Background: In this study, we have investigated the potential regulatory mechanisms of IL-35 to relieve lupus nephritis (LN) through regulating Janus kinase (JAK)/signal transducers and activators of transcription (STAT) signaling pathway in mesangial cells. Results: Among 105 significant differentially expressed proteins (DEPs) between juvenile systemic lupus erythematosus (JSLE) patients with LN and healthy controls, LAIR1, PDGFRβ, VTN, EPHB4, and EPHA4 were downregulated in JSLE-LN. They consist of an interactive network with PTPN11 and FN1, which involved in IL-35-related JAK/STAT signaling pathway.
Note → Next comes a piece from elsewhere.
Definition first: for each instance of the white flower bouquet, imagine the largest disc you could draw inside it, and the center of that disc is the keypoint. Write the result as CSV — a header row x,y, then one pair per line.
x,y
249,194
Besides, urinary LAIR1 was significantly correlated with JSLE-LN clinical parameters such as SLEDAI-2K, %CD19+ B, and %CD3+ T cells. Through bioinformatics analysis of co-immunoprecipitation with mass spectrometry results, including GO, KEGG, and STRING, five genes interacted with Lair1 were upregulated by IL-35, but only Myh10 was downregulated. Therefore, we presumed an interactive network among these DEPs, JAK/STAT, and IL-35. Moreover, the downregulated phosphorylated (p)-STAT3, p-p38 MAPK, and p-ERK, and the upregulated p-JAK2/p-STAT1/4 in IL-35 overexpressed mesangial cells, and RNA-sequencing results validated the potential regulatory mechanisms of IL-35 in alleviating JSLE-LN disease. Moreover, the relieved histopathological features of nephritis including urine protein and leukocyte scores, a decreased %CD90+ αSMA+ mesangial cells and pro-inflammatory cytokines, the inactivated JAK/STAT signals and the significant upregulated Tregs in spleen, thymus and peripheral blood were validated in Tregs and IL-35 overexpression plasmid-treated lupus mice. Conclusions: Our study provided a reference proteomic map of urinary biomarkers for JSLE-LN and elucidated evidence that IL-35 may regulate the interactive network of LAIR1-PTPN11-JAK-STAT-FN1 to affect JAK/STAT and MAPK signaling pathways to alleviate inflammation in JSLE-LN. This finding may provide a further prospective mechanism for JSLE-LN clinical treatment.